A loving, lovely piece by such a gifted writer. Thank you for having her here, Maggie. And yes, she remains (and will remain) in my reader, too. Until...

Kat said...

This was beautiful, Sarah...I echo others in saying how good it is to read you again.

So interesting (not the word I'm looking for but I can't think of THE WORD), too, that I read this today, because not twenty minutes ago I was contemplating taking a train to a conference I need to go to next month.

Life in Eden said...

wonderful Sarah, as always. i love to think about what the story is behind the scene.

PS--I had lemon-raspberry cake at my wedding too! :-)

Mrs. said...

Beautiful and so much lightness in this. Good to "hear" you again.

The Homesteading Hussy said...

I love the idea that everyone has a story. It makes everyone interesting. Nice writing.

Jennifer (ponderosa) said...

That distinction is so important, I think, esp. for us bloggers -- that our story of our children is not their story of themselves.

Lovely post.

Heather said...

I love that you tell your version of your son's story. I'd like to do that with my kids, tell them my version of their stories. What a wonderful way to make them feel as special as they are.
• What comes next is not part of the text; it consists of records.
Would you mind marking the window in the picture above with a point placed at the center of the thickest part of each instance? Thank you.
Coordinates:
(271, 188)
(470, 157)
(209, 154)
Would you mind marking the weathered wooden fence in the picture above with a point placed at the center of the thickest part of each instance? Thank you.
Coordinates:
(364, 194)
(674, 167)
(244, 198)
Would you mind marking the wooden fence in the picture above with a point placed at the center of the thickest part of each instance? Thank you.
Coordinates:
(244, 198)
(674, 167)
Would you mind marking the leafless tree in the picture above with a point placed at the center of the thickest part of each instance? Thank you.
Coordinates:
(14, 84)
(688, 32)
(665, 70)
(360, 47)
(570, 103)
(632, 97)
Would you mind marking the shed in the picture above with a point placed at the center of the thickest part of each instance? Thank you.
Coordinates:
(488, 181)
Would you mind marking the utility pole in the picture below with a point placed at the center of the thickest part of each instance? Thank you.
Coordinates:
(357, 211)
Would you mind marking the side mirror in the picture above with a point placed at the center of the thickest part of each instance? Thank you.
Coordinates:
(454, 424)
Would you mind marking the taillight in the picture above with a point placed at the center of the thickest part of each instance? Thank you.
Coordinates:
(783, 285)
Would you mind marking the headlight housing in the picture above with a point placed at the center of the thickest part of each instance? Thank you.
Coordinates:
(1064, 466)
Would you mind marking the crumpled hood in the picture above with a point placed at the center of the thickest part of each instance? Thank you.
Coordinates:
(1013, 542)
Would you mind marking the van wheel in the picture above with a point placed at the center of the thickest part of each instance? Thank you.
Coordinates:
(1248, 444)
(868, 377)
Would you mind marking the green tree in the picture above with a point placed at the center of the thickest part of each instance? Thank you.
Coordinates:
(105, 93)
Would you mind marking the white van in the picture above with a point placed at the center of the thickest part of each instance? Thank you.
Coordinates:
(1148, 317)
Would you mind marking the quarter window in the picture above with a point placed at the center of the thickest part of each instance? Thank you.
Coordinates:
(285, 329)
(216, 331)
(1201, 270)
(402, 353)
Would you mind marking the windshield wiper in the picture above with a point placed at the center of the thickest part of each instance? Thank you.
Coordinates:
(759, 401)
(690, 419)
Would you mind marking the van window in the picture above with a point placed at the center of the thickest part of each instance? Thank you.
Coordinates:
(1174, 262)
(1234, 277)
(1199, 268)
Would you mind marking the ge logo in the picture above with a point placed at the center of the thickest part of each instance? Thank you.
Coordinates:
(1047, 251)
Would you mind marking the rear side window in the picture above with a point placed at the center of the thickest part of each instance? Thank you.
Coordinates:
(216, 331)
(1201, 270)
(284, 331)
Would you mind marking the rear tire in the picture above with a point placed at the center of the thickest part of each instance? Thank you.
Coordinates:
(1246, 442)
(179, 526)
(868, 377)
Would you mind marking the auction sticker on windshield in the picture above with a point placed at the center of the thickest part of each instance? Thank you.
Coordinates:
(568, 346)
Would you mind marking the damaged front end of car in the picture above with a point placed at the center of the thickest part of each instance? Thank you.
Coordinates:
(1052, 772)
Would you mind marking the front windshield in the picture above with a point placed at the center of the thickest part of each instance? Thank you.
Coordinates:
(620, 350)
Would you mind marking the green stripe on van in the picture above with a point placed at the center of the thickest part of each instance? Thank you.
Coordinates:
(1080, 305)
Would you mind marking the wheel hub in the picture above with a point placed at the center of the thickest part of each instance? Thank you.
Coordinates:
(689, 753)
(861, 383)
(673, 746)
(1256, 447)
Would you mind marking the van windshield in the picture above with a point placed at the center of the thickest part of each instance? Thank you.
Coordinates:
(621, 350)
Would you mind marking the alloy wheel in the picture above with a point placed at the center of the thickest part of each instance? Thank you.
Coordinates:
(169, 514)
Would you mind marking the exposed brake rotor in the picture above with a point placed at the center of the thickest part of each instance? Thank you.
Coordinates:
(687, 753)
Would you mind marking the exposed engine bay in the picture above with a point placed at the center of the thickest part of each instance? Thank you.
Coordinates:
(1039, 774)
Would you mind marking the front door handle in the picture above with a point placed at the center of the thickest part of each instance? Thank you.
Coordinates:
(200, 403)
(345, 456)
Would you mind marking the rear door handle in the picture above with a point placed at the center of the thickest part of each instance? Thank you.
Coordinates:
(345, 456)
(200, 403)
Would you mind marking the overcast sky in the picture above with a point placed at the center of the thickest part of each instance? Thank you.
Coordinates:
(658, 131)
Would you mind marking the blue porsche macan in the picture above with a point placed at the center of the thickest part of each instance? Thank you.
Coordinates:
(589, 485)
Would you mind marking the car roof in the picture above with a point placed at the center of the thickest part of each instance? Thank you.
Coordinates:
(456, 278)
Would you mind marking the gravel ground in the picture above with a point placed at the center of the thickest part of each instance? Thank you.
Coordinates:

This is a lovely post Sarah. I miss reading you.

Gwen said...

Okay, I really loved this. Really. But I wondered about that last bit, about the conductor. Why are his adjectives and verbs all painful ones? Surely his story has at least a little of the wonder and beauty of your son's, no?

slouchy said...

Gwen,

Because he looked so defeated by life. So haggard, so bone-weary.

Elizabeth said...

I read that part of mental health is generating a coherent life narrative.

MDTaz said...

What a treat to meet your words, Sarah.